Federated Control Plane Architecture

NovaEdge supports a federated active/active control plane architecture that eliminates single points of failure by distributing the management plane across multiple clusters.

Overview

In a federated deployment:

  • Multiple controllers run in different clusters, all active simultaneously
  • Controllers sync configuration bidirectionally in real-time
  • Agents connect to a primary controller but can failover to secondary controllers
  • Changes can be made on any controller and propagate to all others
flowchart TB
    subgraph Federation["Federated Control Plane"]
        subgraph Cluster1["Cluster 1 (Region: US-West)"]
            C1["Controller 1<br/>(Active)"]
            A1["Agents"]
        end

        subgraph Cluster2["Cluster 2 (Region: EU-West)"]
            C2["Controller 2<br/>(Active)"]
            A2["Agents"]
        end

        subgraph Cluster3["Cluster 3 (Region: AP-East)"]
            C3["Controller 3<br/>(Active)"]
            A3["Agents"]
        end
    end

    C1 <-->|"Sync"| C2
    C2 <-->|"Sync"| C3
    C1 <-->|"Sync"| C3

    A1 -->|"Primary"| C1
    A1 -.->|"Failover"| C2
    A1 -.->|"Failover"| C3

    A2 -->|"Primary"| C2
    A2 -.->|"Failover"| C1
    A2 -.->|"Failover"| C3

    A3 -->|"Primary"| C3
    A3 -.->|"Failover"| C1
    A3 -.->|"Failover"| C2

    style Cluster1 fill:#e6f3ff
    style Cluster2 fill:#f0fff0
    style Cluster3 fill:#fff5e6

Key Concepts

Federation Member

A Federation Member is a NovaEdge controller that participates in the federation. Each member:

  • Has a unique identifier within the federation
  • Maintains a complete copy of all configuration
  • Can accept configuration changes from users/operators
  • Syncs changes to other federation members
  • Serves configuration to agents (local and remote)

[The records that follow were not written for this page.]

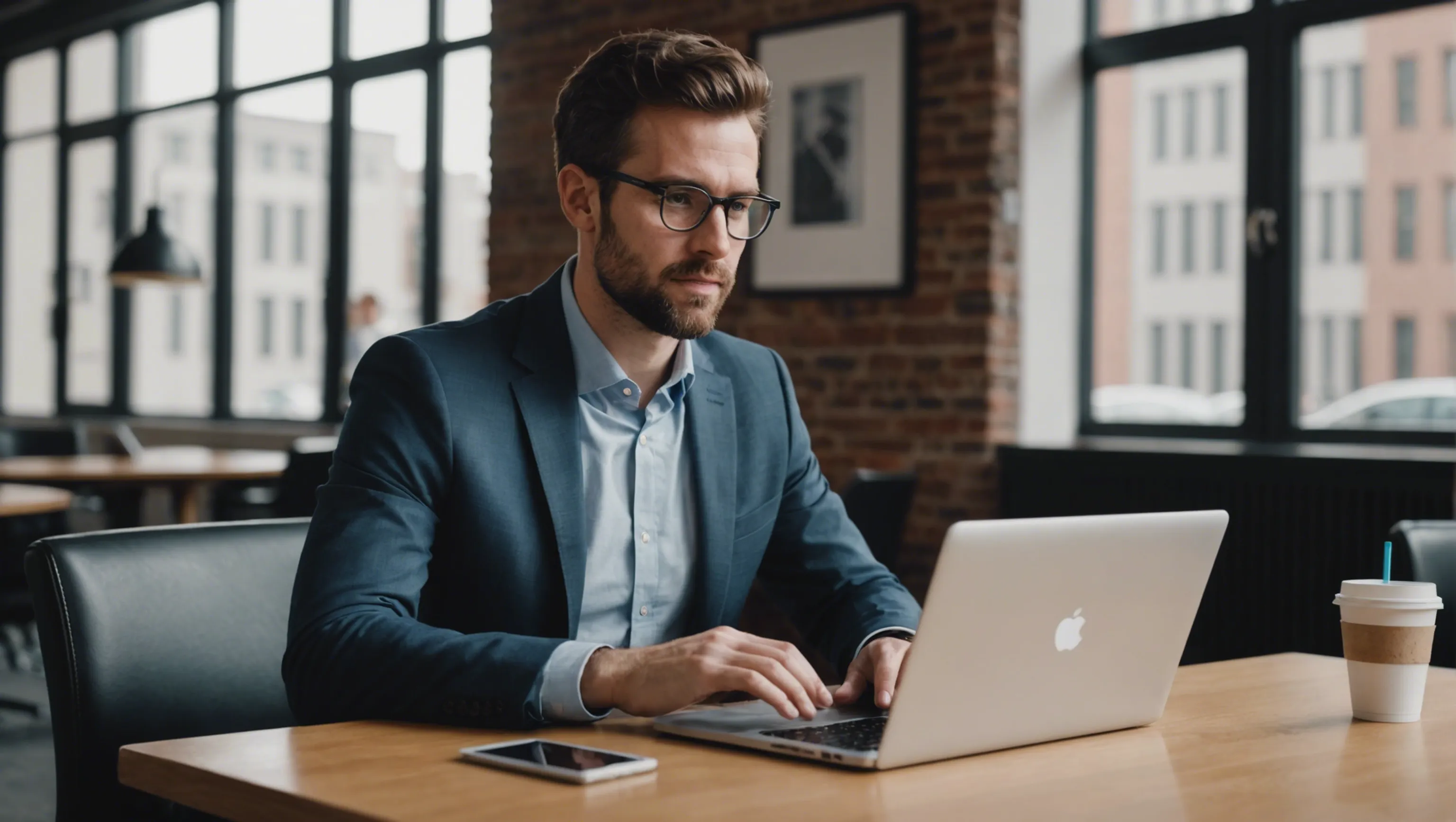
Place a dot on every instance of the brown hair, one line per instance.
(650, 69)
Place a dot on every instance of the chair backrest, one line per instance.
(159, 633)
(878, 502)
(1430, 546)
(41, 441)
(309, 461)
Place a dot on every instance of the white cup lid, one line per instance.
(1395, 594)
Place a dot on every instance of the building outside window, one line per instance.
(1355, 201)
(1189, 355)
(299, 319)
(1216, 235)
(1406, 223)
(1356, 99)
(175, 325)
(1327, 226)
(1159, 126)
(1190, 123)
(265, 326)
(1406, 92)
(1220, 120)
(1189, 235)
(1159, 352)
(265, 232)
(1327, 98)
(1159, 239)
(299, 235)
(1216, 332)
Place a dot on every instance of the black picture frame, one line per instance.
(906, 175)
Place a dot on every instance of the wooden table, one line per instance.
(1266, 738)
(184, 469)
(19, 501)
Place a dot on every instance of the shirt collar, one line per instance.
(596, 367)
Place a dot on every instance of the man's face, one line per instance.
(674, 283)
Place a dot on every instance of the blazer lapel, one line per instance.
(548, 404)
(714, 438)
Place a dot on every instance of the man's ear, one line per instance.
(580, 197)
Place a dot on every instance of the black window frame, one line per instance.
(343, 72)
(1269, 34)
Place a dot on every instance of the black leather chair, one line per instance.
(1430, 549)
(159, 633)
(878, 502)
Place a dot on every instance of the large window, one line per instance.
(1330, 211)
(325, 161)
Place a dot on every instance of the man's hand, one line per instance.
(662, 678)
(878, 664)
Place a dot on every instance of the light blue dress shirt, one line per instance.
(638, 491)
(641, 513)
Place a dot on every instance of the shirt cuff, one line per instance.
(561, 683)
(867, 641)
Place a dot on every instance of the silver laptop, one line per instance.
(1033, 631)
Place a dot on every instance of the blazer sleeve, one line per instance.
(356, 648)
(819, 565)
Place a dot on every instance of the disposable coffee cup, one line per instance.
(1388, 631)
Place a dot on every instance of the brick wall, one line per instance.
(925, 382)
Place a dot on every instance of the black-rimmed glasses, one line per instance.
(685, 207)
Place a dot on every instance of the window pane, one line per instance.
(29, 94)
(173, 325)
(1168, 264)
(280, 233)
(466, 191)
(1126, 17)
(379, 27)
(91, 78)
(1374, 352)
(29, 277)
(282, 38)
(466, 18)
(89, 248)
(177, 57)
(389, 155)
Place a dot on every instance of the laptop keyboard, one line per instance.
(851, 735)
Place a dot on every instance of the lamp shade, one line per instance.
(154, 256)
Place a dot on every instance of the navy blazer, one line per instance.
(446, 556)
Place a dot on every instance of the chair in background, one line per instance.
(159, 633)
(291, 495)
(1430, 548)
(878, 502)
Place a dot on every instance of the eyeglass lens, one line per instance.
(685, 207)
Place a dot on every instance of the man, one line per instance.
(557, 507)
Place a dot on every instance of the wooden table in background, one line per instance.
(19, 501)
(1265, 738)
(184, 469)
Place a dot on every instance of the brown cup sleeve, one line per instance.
(1392, 645)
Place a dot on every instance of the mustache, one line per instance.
(700, 270)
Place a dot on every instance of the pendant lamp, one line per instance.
(154, 256)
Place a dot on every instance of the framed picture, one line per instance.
(839, 152)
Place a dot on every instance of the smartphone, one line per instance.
(560, 760)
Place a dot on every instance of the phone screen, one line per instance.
(558, 756)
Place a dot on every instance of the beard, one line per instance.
(625, 279)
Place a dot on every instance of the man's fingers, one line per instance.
(887, 673)
(854, 684)
(752, 681)
(791, 658)
(780, 676)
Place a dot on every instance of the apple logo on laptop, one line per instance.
(1069, 631)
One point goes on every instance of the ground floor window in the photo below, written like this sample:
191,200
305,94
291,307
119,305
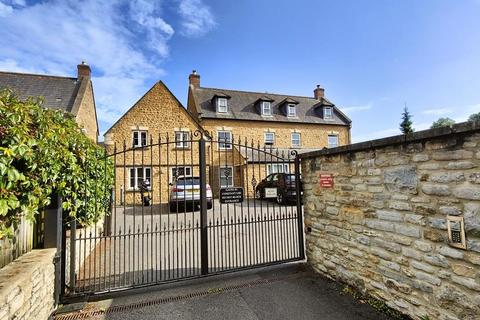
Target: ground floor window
226,177
180,171
139,175
277,168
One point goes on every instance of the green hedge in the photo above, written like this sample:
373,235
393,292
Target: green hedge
43,151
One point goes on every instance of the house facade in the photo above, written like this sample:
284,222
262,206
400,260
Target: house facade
151,141
70,94
154,140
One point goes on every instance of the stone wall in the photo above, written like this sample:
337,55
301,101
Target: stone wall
382,227
27,286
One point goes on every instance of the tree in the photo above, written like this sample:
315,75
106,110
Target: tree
406,124
443,122
43,152
474,117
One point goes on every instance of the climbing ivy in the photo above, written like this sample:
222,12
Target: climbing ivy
44,152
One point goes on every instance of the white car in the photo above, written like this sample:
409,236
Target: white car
186,191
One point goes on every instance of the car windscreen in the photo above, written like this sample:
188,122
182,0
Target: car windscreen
188,181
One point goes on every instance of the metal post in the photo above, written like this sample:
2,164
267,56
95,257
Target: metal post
59,259
203,206
298,191
73,236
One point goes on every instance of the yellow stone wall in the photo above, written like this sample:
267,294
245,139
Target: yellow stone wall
313,136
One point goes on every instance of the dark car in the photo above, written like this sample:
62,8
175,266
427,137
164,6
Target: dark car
283,183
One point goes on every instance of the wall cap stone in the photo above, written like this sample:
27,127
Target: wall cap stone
457,129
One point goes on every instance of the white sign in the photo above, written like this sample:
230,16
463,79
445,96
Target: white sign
270,192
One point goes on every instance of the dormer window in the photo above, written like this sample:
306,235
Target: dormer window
291,110
266,108
222,106
328,113
269,138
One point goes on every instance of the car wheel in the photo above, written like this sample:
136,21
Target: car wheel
280,199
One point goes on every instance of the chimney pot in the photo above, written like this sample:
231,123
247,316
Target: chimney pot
83,70
194,79
319,92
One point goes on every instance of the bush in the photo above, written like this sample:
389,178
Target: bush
42,152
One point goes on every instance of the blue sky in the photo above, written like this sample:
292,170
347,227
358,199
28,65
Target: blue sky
371,56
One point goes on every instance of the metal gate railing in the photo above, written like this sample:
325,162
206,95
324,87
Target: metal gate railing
167,222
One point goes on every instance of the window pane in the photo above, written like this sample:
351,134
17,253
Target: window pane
132,178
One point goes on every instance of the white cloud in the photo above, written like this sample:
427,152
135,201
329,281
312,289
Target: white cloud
437,111
124,41
197,18
356,108
5,9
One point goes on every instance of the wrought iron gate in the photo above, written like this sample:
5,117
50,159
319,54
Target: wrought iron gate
167,222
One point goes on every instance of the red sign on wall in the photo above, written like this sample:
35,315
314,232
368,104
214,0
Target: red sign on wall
326,180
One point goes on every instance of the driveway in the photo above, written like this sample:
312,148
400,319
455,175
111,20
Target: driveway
286,292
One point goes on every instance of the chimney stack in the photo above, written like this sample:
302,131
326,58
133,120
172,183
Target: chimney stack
319,92
83,70
194,79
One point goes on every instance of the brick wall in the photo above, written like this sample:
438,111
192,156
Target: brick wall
382,228
27,286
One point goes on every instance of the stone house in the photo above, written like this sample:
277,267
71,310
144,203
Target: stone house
153,140
152,143
278,123
70,94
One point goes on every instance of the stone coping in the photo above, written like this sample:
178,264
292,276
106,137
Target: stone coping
460,128
17,272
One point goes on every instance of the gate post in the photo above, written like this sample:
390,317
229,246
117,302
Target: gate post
203,206
298,193
55,238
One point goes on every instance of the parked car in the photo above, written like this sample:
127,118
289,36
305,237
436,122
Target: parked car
284,183
186,191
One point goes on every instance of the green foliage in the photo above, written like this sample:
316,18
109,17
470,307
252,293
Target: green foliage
406,124
474,117
443,122
43,151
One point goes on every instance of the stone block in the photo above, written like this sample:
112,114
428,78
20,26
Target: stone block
472,219
415,219
407,230
401,179
467,192
452,155
398,205
464,270
446,177
427,277
450,252
379,225
460,165
436,260
389,215
436,189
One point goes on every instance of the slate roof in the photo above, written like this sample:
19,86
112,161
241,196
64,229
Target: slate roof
58,92
242,106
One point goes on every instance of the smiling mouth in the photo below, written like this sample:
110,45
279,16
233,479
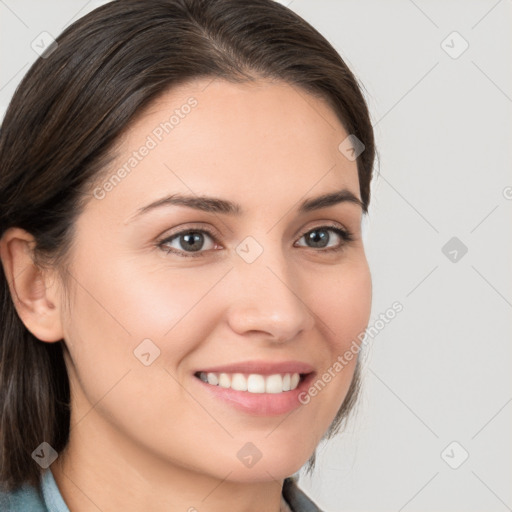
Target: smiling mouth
253,382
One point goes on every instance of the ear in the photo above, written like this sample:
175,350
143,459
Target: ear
33,290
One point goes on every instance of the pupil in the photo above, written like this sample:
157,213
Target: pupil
191,238
318,238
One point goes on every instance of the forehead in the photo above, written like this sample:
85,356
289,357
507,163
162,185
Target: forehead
256,140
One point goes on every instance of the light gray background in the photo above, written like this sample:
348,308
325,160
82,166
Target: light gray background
441,370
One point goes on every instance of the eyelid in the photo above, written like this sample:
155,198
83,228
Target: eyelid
341,231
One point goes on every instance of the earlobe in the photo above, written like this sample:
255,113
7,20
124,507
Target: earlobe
33,290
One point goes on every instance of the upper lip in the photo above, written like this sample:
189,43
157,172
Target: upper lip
261,367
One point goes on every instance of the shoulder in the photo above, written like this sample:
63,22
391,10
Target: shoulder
24,499
296,498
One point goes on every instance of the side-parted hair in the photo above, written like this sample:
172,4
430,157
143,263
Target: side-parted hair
59,132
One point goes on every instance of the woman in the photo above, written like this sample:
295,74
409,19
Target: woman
182,188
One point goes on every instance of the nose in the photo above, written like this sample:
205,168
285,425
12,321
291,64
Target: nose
269,298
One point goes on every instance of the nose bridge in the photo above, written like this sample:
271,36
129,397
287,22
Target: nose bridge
266,293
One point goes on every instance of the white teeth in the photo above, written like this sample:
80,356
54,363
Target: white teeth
274,384
256,383
253,383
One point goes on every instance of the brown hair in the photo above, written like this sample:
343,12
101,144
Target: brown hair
59,132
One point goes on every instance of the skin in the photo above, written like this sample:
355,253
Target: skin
147,437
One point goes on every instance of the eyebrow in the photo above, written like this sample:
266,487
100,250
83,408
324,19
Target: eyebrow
218,205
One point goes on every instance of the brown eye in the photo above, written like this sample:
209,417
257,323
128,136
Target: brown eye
188,241
319,238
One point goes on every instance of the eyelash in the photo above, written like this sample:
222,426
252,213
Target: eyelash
344,234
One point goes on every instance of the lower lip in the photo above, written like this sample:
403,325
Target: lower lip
262,404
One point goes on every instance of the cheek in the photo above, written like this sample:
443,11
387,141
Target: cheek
343,301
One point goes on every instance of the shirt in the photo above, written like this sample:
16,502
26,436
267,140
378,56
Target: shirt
28,499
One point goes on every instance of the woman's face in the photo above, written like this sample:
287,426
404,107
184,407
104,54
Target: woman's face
269,284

Agent Controller Preferences

Each agent is configured with:

  1. Primary Controller: The preferred controller (usually in the same cluster)
  2. Secondary Controllers: Ordered list of failover controllers
  3. Failover Policy: When and how to failover

Configuration Sync

Controllers use a CRDT-based (Conflict-free Replicated Data Type) sync protocol:

  • Last-Writer-Wins for simple fields (with vector clocks)
  • Merge semantics for lists (routes, backends, etc.)
  • Tombstones for deletions (with TTL cleanup)

Architecture Components

NovaEdgeFederation CRD

Defines the federation and its members:

apiVersion: novaedge.io/v1alpha1
kind: NovaEdgeFederation
metadata:
  name: global-federation
  namespace: novaedge-system
spec:
  # Unique federation identifier
  federationID: "prod-global"

  # This controller's identity in the federation
  localMember:
    name: "us-west-controller"
    region: "us-west"
    zone: "us-west-2a"
    endpoint: "controller.us-west.novaedge.example.com:9090"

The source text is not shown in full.